Here are some coping strategies you can try out:
- Strive to get rid of the problem: This can happen through the conversations mentioned above, or having classroom/workplaces discussions about differences, respect, and micro-aggressions.
- Positive refocusing: Think of something good and positive in your life while brushing off the micro-aggressions.
- Planning: Think about how you’re going to react to micro-aggressions. Have a plan of action or a rehearsed conversation ready in your mind.
- Positive reappraisal: Seek out experiences or people who reinforce your worth, value, and quality.
- Putting into perspective: Understand that the bully might not intend harm and their actions are part of a larger social problem.
- Lean on your support network: This is a network of people and entities who demonstrate concern, love, acceptance, care, and can offer you resources. They could be friends, family, school clubs, sangat,gurbani, kirtan, or websites of inspiration (Source 8). Through this network, you can share ideas to establish adaptive defenses against stress. “Social support has been correlated with an optimistic outlook and optimistic people with satisfactory social support report fewer feelings of isolation and higher comfort in diverse social environments. In addition, people with optimistic dispositions may attract more social alliances, consequently further enhancing their social support networks, which in turn leads to better psychological and physical health” (Source 5).
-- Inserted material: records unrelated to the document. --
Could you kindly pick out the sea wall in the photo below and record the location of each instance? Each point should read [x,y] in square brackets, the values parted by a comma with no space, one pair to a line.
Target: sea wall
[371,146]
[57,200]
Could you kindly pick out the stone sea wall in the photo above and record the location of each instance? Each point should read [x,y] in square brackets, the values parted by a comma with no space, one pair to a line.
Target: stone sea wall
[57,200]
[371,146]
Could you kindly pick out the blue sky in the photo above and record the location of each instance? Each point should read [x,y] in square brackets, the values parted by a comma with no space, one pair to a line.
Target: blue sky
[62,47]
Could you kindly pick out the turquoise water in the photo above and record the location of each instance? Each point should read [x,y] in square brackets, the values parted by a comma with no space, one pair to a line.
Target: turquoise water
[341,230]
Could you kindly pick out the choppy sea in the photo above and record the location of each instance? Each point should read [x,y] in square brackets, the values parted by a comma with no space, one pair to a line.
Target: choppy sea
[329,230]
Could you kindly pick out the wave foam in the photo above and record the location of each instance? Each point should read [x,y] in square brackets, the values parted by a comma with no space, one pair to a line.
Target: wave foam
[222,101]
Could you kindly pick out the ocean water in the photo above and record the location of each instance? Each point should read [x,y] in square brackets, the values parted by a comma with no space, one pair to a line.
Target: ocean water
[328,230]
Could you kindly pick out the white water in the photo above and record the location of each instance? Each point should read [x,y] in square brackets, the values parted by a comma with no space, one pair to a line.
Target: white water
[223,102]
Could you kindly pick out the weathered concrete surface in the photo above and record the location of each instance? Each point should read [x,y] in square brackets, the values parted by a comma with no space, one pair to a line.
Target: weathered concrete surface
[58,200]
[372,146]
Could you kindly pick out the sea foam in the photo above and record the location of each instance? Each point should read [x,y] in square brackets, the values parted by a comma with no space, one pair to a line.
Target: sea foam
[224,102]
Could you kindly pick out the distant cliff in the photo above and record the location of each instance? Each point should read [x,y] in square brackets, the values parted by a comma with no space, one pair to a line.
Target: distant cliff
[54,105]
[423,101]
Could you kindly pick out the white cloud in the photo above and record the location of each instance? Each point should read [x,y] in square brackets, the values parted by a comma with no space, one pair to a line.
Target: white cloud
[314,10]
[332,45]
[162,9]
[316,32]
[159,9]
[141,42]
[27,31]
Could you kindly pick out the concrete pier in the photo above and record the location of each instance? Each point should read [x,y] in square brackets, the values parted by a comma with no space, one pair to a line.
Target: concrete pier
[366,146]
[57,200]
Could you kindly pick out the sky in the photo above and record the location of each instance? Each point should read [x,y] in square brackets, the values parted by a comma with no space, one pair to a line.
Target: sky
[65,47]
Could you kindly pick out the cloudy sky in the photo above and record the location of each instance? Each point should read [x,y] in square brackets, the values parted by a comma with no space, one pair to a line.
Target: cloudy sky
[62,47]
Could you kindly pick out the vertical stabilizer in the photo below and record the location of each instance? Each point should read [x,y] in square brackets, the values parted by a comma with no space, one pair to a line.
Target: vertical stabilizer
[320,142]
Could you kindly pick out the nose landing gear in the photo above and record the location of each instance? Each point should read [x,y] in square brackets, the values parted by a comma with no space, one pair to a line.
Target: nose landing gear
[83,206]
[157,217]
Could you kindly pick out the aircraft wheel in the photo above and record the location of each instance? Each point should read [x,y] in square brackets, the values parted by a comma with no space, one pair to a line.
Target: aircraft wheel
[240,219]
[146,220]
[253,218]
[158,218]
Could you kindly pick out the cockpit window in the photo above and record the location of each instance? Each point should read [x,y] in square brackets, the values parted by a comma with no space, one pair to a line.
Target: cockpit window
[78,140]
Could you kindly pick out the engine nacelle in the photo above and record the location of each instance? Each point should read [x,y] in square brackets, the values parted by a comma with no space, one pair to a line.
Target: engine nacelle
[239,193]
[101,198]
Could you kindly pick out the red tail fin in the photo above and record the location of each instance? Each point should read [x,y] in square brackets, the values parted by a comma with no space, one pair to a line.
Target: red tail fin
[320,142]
- Pick your battles: Make deliberate decisions about when and how to address the micro-aggressions (Source 8). For example, you might not want to confront someone rolling their eyes at you but you might want to confront someone making fun of your kesh or dastar. Save your energy and reputation for the important fights.
Seek multidimensional support. There are three types of support networks that can help you deal with micro-aggressions:
- Intragroup support: Includes support from other Sikhs or Punjabis
- Intergroup support: Includes support from others outside of the Sikh or Punjabi community
- Environmental and institutional support: Includes culturally inclusive curriculums, counseling centers, multicultural clubs or offices, and policies that protect individuals from discrimination
These three networks can provide you with confidants, peers, and experts (Source 9). When one network isn’t there or can’t provide you with what you need, go to your other networks.
Lastly, be aware of your own privileges and biases and be more conscious in the way you interact with others. You don’t want to be the bully.
What won’t work
Several studies show that if you avoid dealing with micro-aggressions, distract yourself, deny that they are happing, feel like there is nothing you can do, or withdraw from society, you can become distressed and the problems will get worse of times. Venting, substance abuse, fatalism (“It’s all over! I’ll always be a loser!”), intellectualizing (“It has to be my fault, it’s the only answer!”), active forgetting or denial are all associated with poorer physical and psychological stress outcomes (Source 5).
When we expand our conceptualization of a bully to include the charismatic adult bully, we open up the possibilities of who can be a bully. We also expand the range of bullying behaviors to include covert behaviors, such as micro-aggressions (Source 6).